رَبِّ اغْفِرْ وَارْحَمْ وَأَنْتَ خَيْرُ الرَّاحِمِينَ

“Ya Rabbi! Bizleri bağışla. Bizlere merhamet et. Sen merhamet edenlerin en hayırlısısın.” 

Rahmet ve mağfiretin bizleri kuşattığı bu kutlu gecede, dualarımız sadece dillerimizde kalmasın. Sözlü dualarımıza fiili dualarımızı da katalım. Yaşadığımız bu büyük afet karşısında kimsesizlere kimse, çaresizlere çare olmaya devam edelim. İhtiyaç sahiplerine kol kanat gerelim, yetim ve öksüz yavrularımızı bağrımıza basalım. Kardeşlerimizin acısını bir nebze de olsa hafifletmek için elimizden gelen bütün gayreti gösterelim. Deprem bölgelerinin yanında illerimize gelen depremzede kardeşlerimize de ulaşıp destek olalım. İhtiyaç fazlası evlerimizi ve bütün imkânlarımızı karşılıksız olarak onların istifadesine sunalım. Bu zor dönemde fahiş fiyatlarla depremzede kardeşlerimizi, aziz milletimizi istismar edenleri uyaralım. Unutmayalım ki gün, dayanışma ve yardımlaşma günüdür. Vakit, iyilik ve fedakârlık vaktidir. Zaman, Ebu Hureyre (R.A.) den rivayet edilen Resûlullah (S.A.V.) Efendimizin şu hadis-i şerifini aklımıza ve gönlümüze nakşetme zamanıdır:

والله في عون العبد ما كان العبد في عون أخيه

"Bir kul, din kardeşinin yardımında bulundukça, ALLAH Teâlâ da o kula daima yardım eder."
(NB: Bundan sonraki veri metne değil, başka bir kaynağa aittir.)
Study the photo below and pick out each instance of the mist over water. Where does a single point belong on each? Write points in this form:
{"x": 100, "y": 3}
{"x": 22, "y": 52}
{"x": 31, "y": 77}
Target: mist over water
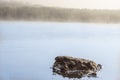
{"x": 28, "y": 49}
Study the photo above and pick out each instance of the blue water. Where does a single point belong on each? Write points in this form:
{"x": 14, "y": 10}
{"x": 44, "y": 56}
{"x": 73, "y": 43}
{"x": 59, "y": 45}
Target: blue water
{"x": 28, "y": 49}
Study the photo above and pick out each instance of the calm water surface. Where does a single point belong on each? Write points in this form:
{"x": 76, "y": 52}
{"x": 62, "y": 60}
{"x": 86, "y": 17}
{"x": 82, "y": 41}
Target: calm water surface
{"x": 28, "y": 49}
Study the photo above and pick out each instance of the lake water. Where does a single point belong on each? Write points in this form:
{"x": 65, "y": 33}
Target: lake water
{"x": 28, "y": 49}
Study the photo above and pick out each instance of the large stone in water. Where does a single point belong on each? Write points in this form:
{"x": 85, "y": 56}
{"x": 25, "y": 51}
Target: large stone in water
{"x": 75, "y": 67}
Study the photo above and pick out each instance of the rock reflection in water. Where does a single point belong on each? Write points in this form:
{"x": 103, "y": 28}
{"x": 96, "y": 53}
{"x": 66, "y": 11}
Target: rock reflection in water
{"x": 75, "y": 67}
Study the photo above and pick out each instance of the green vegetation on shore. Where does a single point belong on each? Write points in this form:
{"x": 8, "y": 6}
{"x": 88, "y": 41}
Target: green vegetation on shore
{"x": 58, "y": 14}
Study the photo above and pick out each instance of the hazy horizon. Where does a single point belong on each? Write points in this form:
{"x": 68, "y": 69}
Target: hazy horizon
{"x": 89, "y": 4}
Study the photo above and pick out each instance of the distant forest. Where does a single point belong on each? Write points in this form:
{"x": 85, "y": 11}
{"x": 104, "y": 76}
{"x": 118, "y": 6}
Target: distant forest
{"x": 41, "y": 13}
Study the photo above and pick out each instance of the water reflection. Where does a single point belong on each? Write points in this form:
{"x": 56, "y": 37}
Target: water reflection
{"x": 27, "y": 50}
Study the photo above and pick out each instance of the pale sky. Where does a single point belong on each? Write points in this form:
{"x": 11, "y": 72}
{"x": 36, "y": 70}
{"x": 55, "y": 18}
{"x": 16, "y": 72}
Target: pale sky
{"x": 90, "y": 4}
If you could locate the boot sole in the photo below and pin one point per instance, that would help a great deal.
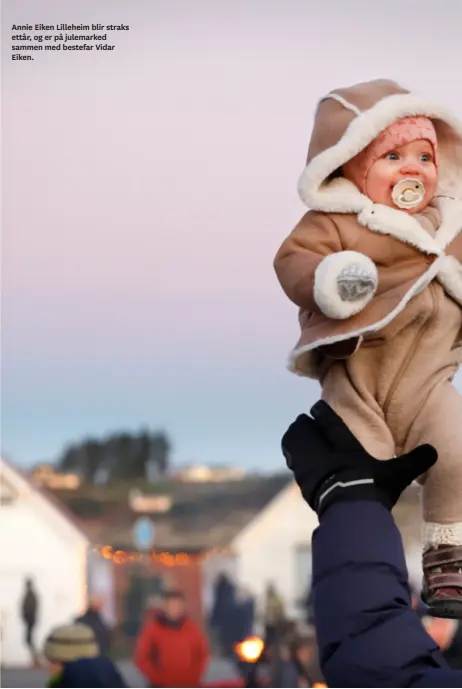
(446, 609)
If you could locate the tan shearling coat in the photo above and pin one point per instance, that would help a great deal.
(345, 226)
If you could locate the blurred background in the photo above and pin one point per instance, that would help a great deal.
(144, 391)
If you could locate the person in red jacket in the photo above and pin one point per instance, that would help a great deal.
(171, 650)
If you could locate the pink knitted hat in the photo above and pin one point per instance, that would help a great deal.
(397, 134)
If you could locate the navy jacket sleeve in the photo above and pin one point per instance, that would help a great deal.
(368, 634)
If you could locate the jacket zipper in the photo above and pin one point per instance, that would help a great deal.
(412, 350)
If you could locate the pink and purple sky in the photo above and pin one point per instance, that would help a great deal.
(145, 192)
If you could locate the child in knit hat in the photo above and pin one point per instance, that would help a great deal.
(375, 269)
(75, 661)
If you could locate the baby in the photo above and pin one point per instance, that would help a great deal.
(375, 268)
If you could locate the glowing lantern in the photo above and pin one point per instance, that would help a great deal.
(250, 649)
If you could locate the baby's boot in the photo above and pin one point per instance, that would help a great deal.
(442, 583)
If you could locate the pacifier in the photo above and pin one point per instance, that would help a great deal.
(408, 193)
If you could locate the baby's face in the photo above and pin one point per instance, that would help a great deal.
(416, 160)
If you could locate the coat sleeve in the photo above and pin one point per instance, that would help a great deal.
(144, 652)
(367, 632)
(315, 237)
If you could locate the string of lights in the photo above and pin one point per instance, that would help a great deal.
(163, 557)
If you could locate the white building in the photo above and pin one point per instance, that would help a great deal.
(38, 541)
(275, 547)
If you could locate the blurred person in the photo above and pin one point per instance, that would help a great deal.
(368, 634)
(94, 619)
(75, 661)
(29, 615)
(273, 615)
(171, 650)
(153, 608)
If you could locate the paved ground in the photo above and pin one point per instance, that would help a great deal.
(219, 669)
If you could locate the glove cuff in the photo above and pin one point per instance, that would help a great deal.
(348, 486)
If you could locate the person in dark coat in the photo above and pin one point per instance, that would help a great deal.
(94, 619)
(29, 615)
(367, 632)
(75, 661)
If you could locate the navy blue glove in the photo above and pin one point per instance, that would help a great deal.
(329, 464)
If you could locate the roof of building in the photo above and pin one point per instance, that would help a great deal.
(13, 473)
(203, 515)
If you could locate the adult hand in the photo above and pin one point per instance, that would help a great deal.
(330, 464)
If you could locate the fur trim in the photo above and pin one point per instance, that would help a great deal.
(396, 223)
(417, 287)
(361, 131)
(325, 284)
(451, 220)
(441, 534)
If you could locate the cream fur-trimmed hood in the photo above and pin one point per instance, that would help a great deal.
(347, 120)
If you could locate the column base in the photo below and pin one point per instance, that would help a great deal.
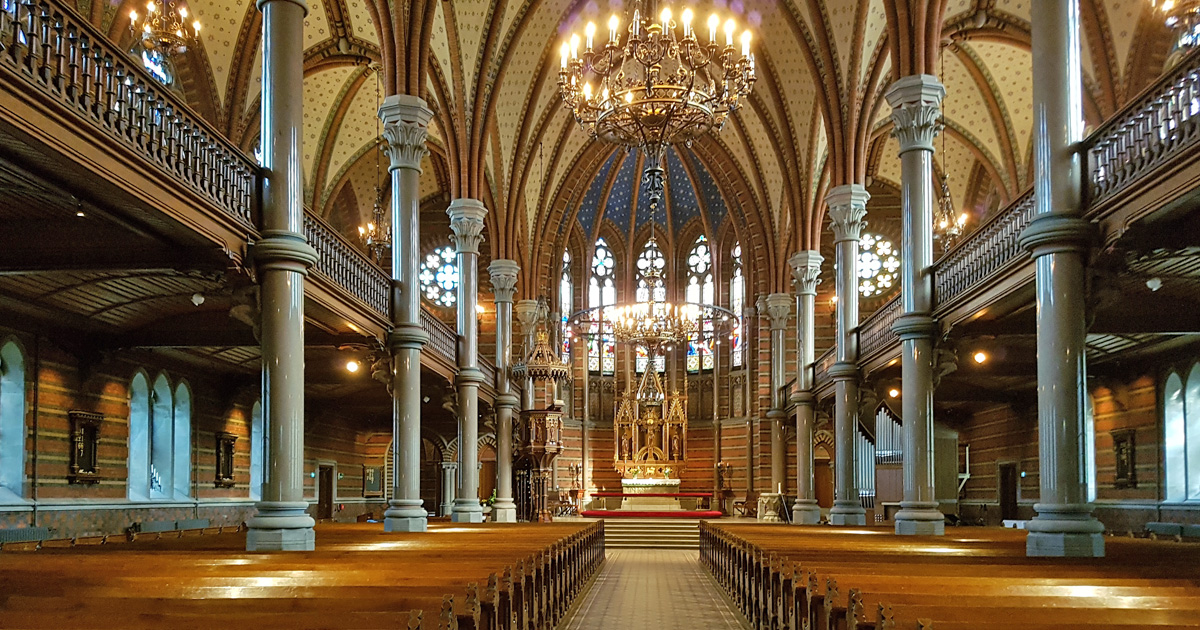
(1065, 532)
(467, 511)
(805, 511)
(405, 515)
(919, 519)
(281, 526)
(504, 511)
(847, 513)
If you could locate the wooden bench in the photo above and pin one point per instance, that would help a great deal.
(493, 576)
(827, 579)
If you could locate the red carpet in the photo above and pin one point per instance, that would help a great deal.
(667, 514)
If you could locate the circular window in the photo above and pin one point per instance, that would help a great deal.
(439, 277)
(879, 268)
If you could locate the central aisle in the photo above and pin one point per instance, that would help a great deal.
(653, 589)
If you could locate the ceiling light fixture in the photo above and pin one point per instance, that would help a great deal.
(658, 87)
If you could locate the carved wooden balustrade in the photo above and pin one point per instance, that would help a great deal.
(65, 58)
(1159, 124)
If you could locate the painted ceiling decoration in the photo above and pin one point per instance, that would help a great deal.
(815, 119)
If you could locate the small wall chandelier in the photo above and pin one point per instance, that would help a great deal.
(1183, 17)
(657, 88)
(163, 28)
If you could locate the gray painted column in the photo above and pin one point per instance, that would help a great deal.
(449, 481)
(504, 281)
(807, 274)
(916, 113)
(1059, 240)
(527, 313)
(282, 257)
(467, 226)
(847, 210)
(405, 126)
(779, 309)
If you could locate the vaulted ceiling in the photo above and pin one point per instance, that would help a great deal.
(816, 118)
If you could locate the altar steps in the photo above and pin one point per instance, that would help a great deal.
(652, 533)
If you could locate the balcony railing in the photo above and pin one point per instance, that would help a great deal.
(67, 59)
(1150, 130)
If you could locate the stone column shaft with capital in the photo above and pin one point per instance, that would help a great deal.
(1059, 239)
(282, 256)
(778, 310)
(467, 226)
(916, 113)
(807, 274)
(847, 211)
(504, 281)
(406, 121)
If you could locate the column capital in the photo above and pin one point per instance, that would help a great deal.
(527, 315)
(406, 121)
(467, 223)
(779, 309)
(916, 111)
(504, 279)
(807, 271)
(847, 211)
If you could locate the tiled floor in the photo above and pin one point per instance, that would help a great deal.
(653, 589)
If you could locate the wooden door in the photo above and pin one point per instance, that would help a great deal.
(1008, 480)
(822, 478)
(325, 492)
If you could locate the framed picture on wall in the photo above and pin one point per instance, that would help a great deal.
(1125, 449)
(372, 481)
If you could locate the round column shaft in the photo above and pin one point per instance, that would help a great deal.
(847, 210)
(916, 113)
(282, 257)
(467, 222)
(779, 309)
(1059, 239)
(504, 281)
(406, 126)
(807, 274)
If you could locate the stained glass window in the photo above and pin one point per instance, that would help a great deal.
(603, 292)
(737, 300)
(439, 276)
(879, 268)
(565, 301)
(700, 291)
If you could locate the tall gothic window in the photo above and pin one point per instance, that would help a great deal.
(603, 292)
(439, 276)
(737, 300)
(565, 301)
(879, 268)
(701, 291)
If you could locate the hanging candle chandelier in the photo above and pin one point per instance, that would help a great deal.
(163, 28)
(658, 84)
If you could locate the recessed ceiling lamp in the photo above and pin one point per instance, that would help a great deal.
(657, 88)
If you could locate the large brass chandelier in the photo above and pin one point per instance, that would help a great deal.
(659, 87)
(163, 28)
(654, 324)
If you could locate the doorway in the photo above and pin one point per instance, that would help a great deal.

Cenâb-ı Hak, Miraç Gecesi huzuruna kabul buyurduğu Sevgili Peygamberimizi üç büyük ikramla ümmetine geri gönderdi.

 Bunlardan biri ümmet-i Muhammed’den olup Allah’a şirk koşmayanların eninde sonunda muhakkak cennete girecekleridir. Diğeri “Âmenerrasûlü” olarak bildiğimiz ve bizlere imanı, kulluğu, hesap gününü, Allah’a yakarışı öğreten Bakara Suresi’nin son iki ayetidir. Bir diğer müjde ise kulun Rabbiyle buluşması olan namazdır.

Süleyman Çelebi’nin Mevlid-i Şerif’te “Sen ki mîrâc eyleyûb ettin niyaz, Ümmetin mîrâcını kıldım namaz” dizeleriyle ifade ettiği gibi namaz, Mü’minin miracıdır. Dinimizin direği, gözümüzün nuru, kalbimizin huzurudur. Allah’ı anmanın en güzel şekli, ibadetlerin en faziletlisidir. Ebû Hureyre (R.A.)den rivayete göre:

إن أول ما يحاسب به العبد يوم القيامة من عمله صلاته فإن صلحت فقد أفلح وأنجح وإن فسدت فقد خاب وخسر

“Kıyamet gününde kulun hesaba çekileceği ilk ameli onun namazıdır. Eğer namazı düzgün olursa, işi iyi gider ve kazançlı çıkar. Namazı düzgün olmazsa, kaybeder ve zararlı çıkar.”  Hz. Peygamber (S.A.V.) Efendimizin buyurduğu üzere “Namaz, kıyamet günü kulun ilk hesaba çekileceği ameldir.”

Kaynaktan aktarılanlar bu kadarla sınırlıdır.